Another change at this point was the method of oracle: Micaiah ben Imlah, shortly after Elisha, was the first prophet recorded to have visions rather than simply relay words.  After him came the last of the monarchic prophets, Amos and Jonah, Isaiah and Jeremiah, who shift us into the “classical prophets”, or “writing prophets”.  Some of these prophets, such as Isaiah, maintain the role of court prophet, advising kings and inquiring of the LORD on their behalf; others are outsiders, like the northern prophets, who face nothing but opposition.  They are no longer miracle-workers, instead pronouncing God’s coming judgment on the entire nation (not just to the kings), often through dramatic performances, parables and enacted parables, and even the written word.  They are concerned less about personal sin than the previous prophets, and much more about social justice; injustice is a problem in society, perpetuated not only by the government but also by the priesthood and the people themselves.  Idolatry and injustice are railed against equally, and connected vividly.  This continues through the exilic and post-exilic prophets.

With the exilic prophets, visions become a norm.  With the increase in visual experiences, the writing involves much more imagery; eventually, in the post-exilic prophets, we transition into apocalyptic.  Apocalyptic, like the written prophecies before it, serves as a social commentary and call to justice and righteousness, giving hope to the righteous and fear to the unjust.  The prophets continue to call people to Yahweh, equating justice with worship, but they never take on ruling or miracle-working roles again, until in Christ we see Prophet, Priest and King all in one.

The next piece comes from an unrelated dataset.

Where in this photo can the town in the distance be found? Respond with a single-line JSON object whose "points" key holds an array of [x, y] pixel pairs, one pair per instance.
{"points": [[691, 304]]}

I said at the beginning that the prophets, the representatives of God, are always concerned with justice.  This fell off a little bit at a few points, as even the prophets were not always righteous or obedient: no mention is made, for example, of all of the social injustice that came during Solomon’s reign, as he taxed the people hard and conscripted them to forced labour.  Solomon, I would argue, is a parody of a king in the same way that Elisha is a parody of a prophet.  But I want to underscore the focus on justice for the prophets once again: when the prophets ruled, they enforced justice in God’s name; when the prophets did not rule, they spoke truth to power and demanded justice, in God’s name.

It’s struck me as I’ve prepared for this paper that prophecy did not end with Malachi: it continued in John the Baptist, and obviously in Jesus Christ, and continues to this day as an office of the Church.  Some even argue that this office to some extent applies to all believers.  Is it a role that we still carry out?  Do we in the Church speak truth to power?  Bonhoeffer argues that it is the mandate of the Church to remind the other mandates (government, family, work, culture) of their role – that is, it is the job of the Church to remind the government to uphold justice.  Do we?  Or have we left it for the artist, the poet, the activist and the sociologist?